Amerika

Furthest Right

Labor Day

Let us study unintended consequences yet again because as nihilists, we accept that the basis of the world is a structure made of cause-effect reactions in long chains, not human intentions, judgments, emotions, or reactions.

Labor Day began as a union holiday:

The holiday is rooted in the late nineteenth century, when labor activists pushed for a federal holiday to recognize the many contributions workers have made to America’s strength, prosperity, and well-being.

Before it was a federal holiday, Labor Day was recognized by labor activists and individual states. After municipal ordinances were passed in 1885 and 1886, a movement developed to secure state legislation. New York was the first state to introduce a bill, but Oregon was the first to pass a law recognizing Labor Day, on February 21, 1887.

The first Labor Day holiday was celebrated on Tuesday, September 5, 1882, in New York City, in accordance with the plans of the Central Labor Union.

Unions follow the pattern of most human ideas: we react to an evil, and come up with a solution which addresses the evil but not the surrounding context.

As early industrial society expanded, for the first time we had people working mostly in factories and not on farms or in artisanal shops.
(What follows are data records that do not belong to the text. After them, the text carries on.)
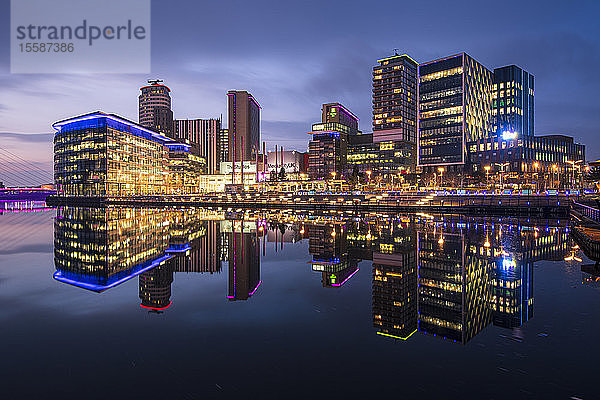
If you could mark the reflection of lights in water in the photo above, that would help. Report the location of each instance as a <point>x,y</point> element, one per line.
<point>573,257</point>
<point>508,263</point>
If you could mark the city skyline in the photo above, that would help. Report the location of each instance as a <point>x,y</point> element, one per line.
<point>292,78</point>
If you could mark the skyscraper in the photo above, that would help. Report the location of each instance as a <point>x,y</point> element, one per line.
<point>395,110</point>
<point>155,108</point>
<point>223,145</point>
<point>455,107</point>
<point>204,137</point>
<point>512,100</point>
<point>244,126</point>
<point>327,150</point>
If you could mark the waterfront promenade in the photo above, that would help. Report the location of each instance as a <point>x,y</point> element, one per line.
<point>429,202</point>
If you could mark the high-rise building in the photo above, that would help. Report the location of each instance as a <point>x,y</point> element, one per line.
<point>395,109</point>
<point>336,113</point>
<point>224,145</point>
<point>155,108</point>
<point>512,102</point>
<point>244,126</point>
<point>455,107</point>
<point>204,137</point>
<point>100,154</point>
<point>327,150</point>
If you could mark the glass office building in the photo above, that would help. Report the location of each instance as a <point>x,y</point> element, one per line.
<point>512,102</point>
<point>455,107</point>
<point>395,110</point>
<point>100,154</point>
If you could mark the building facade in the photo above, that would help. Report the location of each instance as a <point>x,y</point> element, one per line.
<point>155,108</point>
<point>395,101</point>
<point>101,154</point>
<point>203,135</point>
<point>243,126</point>
<point>512,102</point>
<point>328,148</point>
<point>455,107</point>
<point>528,154</point>
<point>224,145</point>
<point>291,161</point>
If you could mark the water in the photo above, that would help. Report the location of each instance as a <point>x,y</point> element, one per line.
<point>188,304</point>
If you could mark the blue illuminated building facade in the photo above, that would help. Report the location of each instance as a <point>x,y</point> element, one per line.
<point>513,102</point>
<point>101,154</point>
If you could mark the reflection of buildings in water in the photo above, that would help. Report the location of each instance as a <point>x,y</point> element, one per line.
<point>465,278</point>
<point>328,246</point>
<point>155,287</point>
<point>98,249</point>
<point>244,260</point>
<point>395,294</point>
<point>454,287</point>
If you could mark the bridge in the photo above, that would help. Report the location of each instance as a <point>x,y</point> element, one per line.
<point>410,202</point>
<point>24,185</point>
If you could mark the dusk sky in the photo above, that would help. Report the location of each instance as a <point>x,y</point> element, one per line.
<point>294,56</point>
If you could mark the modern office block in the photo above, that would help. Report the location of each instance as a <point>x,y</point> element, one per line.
<point>243,126</point>
<point>155,108</point>
<point>101,154</point>
<point>455,107</point>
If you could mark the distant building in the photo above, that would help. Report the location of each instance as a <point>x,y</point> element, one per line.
<point>512,102</point>
<point>101,154</point>
<point>381,158</point>
<point>155,108</point>
<point>224,145</point>
<point>528,154</point>
<point>455,107</point>
<point>395,101</point>
<point>204,137</point>
<point>327,150</point>
<point>243,126</point>
<point>291,161</point>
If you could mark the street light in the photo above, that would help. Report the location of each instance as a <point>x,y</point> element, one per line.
<point>487,175</point>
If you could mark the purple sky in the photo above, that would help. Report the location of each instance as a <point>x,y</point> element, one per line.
<point>294,56</point>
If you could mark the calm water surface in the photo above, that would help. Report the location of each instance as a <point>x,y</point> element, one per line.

Consequently, the new worker was anonymous and replaceable.

To counteract that, unions used collective bargaining to gain higher wages, but in the process, brought on costs of their own, since all of those lawyers and organizers need (relatively high) salaries as well.
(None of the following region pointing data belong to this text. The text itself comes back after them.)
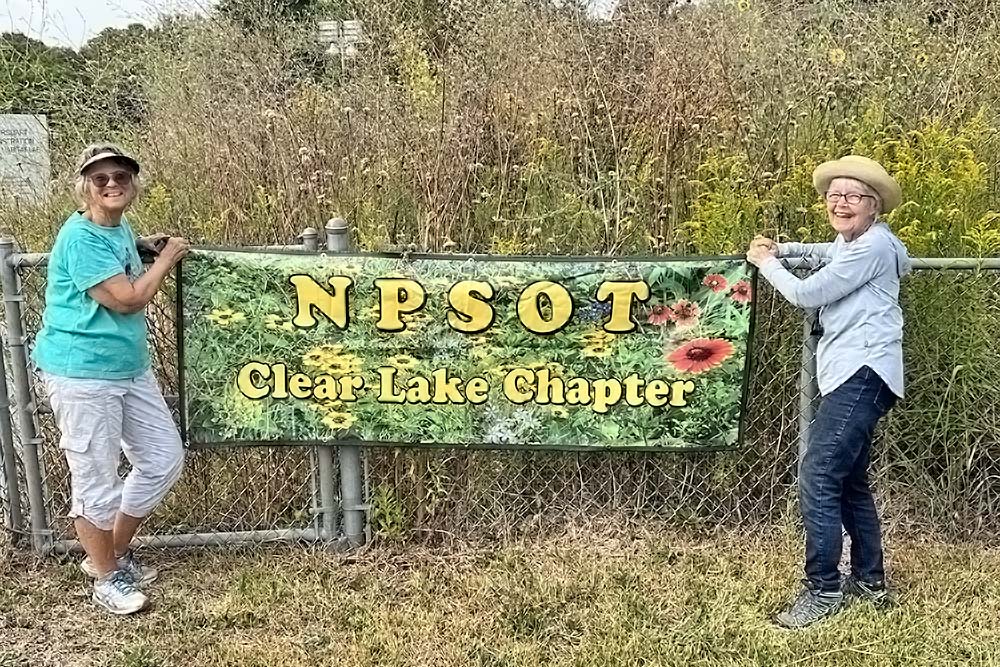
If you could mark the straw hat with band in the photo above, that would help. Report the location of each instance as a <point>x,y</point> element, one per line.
<point>862,169</point>
<point>110,155</point>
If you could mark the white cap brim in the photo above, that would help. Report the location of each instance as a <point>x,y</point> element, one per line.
<point>110,156</point>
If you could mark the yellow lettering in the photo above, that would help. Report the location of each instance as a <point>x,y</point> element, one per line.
<point>606,393</point>
<point>633,390</point>
<point>446,390</point>
<point>657,393</point>
<point>622,295</point>
<point>549,389</point>
<point>512,391</point>
<point>300,385</point>
<point>529,307</point>
<point>280,381</point>
<point>477,390</point>
<point>326,388</point>
<point>578,391</point>
<point>418,390</point>
<point>311,295</point>
<point>681,387</point>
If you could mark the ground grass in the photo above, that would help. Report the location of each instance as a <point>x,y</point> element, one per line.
<point>659,599</point>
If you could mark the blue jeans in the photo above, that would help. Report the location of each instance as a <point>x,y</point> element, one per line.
<point>833,482</point>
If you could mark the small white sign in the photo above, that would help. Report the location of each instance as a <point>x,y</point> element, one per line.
<point>24,157</point>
Not surprisingly, unions quickly partnered with Communist groups and organized crime outfits, leading to constant violence and graft. Companies paid up until the costs got too high, then offshored.

Since unions were popular with the voters, Leftists politicians gave them legal protection. This led to the creation of a government agency designed to legally protect unions:

It is declared to be the policy of the United States to eliminate the causes of certain substantial obstructions to the free flow of commerce and to mitigate and eliminate these obstructions when they have occurred by encouraging the practice and procedure of collective bargaining and by protecting the exercise by workers of full freedom of association, self- organization, and designation of representatives of their own choosing, for the purpose of negotiating the terms and conditions of their employment or other mutual aid or protection.
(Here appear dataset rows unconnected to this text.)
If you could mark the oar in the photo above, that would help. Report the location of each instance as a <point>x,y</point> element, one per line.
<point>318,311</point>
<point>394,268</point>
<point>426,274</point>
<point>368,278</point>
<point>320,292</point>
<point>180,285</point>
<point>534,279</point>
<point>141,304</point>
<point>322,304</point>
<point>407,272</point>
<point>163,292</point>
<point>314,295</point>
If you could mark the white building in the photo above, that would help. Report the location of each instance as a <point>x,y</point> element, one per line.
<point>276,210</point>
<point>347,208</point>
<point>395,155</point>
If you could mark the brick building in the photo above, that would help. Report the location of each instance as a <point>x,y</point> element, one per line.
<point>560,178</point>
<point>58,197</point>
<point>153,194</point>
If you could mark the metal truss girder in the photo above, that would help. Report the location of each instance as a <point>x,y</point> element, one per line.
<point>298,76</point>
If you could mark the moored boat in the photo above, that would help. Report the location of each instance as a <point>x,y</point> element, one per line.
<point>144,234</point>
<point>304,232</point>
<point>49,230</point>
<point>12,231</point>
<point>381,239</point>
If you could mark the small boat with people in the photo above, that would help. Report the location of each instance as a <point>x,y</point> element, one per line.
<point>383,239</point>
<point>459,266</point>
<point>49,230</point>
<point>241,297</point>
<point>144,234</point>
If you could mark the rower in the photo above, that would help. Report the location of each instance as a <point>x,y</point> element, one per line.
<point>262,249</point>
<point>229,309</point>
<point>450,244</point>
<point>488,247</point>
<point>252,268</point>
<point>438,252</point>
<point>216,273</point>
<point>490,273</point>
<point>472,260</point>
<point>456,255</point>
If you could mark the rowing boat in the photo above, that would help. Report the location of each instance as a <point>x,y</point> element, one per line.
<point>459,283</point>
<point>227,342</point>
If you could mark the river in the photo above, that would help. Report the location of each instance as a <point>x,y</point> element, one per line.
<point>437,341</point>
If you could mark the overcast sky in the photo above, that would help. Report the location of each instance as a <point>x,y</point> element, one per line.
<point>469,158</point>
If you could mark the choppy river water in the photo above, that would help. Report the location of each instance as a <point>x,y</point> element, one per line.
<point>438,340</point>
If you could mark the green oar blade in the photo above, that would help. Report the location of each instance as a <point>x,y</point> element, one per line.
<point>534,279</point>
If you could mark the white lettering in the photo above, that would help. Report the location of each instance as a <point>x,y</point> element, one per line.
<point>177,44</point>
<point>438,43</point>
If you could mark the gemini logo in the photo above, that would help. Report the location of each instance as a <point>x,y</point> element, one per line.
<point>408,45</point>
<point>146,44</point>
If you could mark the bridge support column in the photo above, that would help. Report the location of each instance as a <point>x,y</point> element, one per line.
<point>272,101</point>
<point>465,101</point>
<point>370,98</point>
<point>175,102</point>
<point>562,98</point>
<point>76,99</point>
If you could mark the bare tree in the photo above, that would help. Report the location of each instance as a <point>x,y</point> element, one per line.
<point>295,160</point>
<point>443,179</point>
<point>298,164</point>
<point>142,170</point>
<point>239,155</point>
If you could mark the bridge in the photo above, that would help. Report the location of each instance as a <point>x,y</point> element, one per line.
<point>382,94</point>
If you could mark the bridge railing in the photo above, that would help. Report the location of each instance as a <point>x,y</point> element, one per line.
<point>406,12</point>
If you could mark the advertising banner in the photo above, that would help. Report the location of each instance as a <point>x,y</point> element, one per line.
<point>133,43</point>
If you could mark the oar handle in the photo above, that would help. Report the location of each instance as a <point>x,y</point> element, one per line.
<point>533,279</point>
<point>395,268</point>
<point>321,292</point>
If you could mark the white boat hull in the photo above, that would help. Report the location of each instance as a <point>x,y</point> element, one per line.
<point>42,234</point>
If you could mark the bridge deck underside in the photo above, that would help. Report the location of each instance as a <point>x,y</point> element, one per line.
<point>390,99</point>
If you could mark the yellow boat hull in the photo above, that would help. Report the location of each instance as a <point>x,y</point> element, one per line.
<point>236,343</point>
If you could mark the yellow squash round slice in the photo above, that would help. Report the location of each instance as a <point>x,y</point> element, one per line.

This happened in 1935, in the midst of that time when Communism still seemed to be doing well in Russia and as a result, most Left-leaning intellectuals assumed that it was the future and the purest form of “progress.”

By the 1980s, unions had huge influence and had become even bigger donors to the Leftist parties. Starting with the work of Lee Iacocca, automobile makers worked around the unions by offshoring labor while retaining expensive (and non-unionized) roles at home:

The global outsourcing trend for the United States began in the 1960s with the offshore assembly plants in Mexico. U.S. firms established “twin-plant programs,” where one plant would be in the United States and the other in Mexico, often just across the border. The parts would be designed and manufactured in the United States, shipped to Mexico for assembly, and the finished good would be imported back to the United States. This was the beginning of the trend of utilizing cheaper labor in the production of goods for U.S.firms (Adams 2005). The idea was that the United States could maintain the higher value-added work, including design, marketing, and distribution, while the lower value-added activities involving lower-skilled and unskilled labor would be outsourced to cheaper labor regions.

It took just twenty-five years for unions to raise the cost of American labor to the point where most of it departed, making Asia rich and thrusting former factory workers into office jobs of a menial nature (McJobs).

Technically, the unions achieved their goal: higher wages. The consequence was that the jobs simply went away, and their replacements in offices were both less lucrative over time and less prone to unionization.

This classic tale of human folly would be funny if America had not repeated the error with high taxes and regulations, further making life here too expensive for anyone not on an executive pay scale in many areas.

From the viewpoint of history, we can see that raising the cost to everyone — insurance, socialism, unions, regulations, taxes — simply paralyzes the economy, and is always offered in the name of fighting social ills like low wages.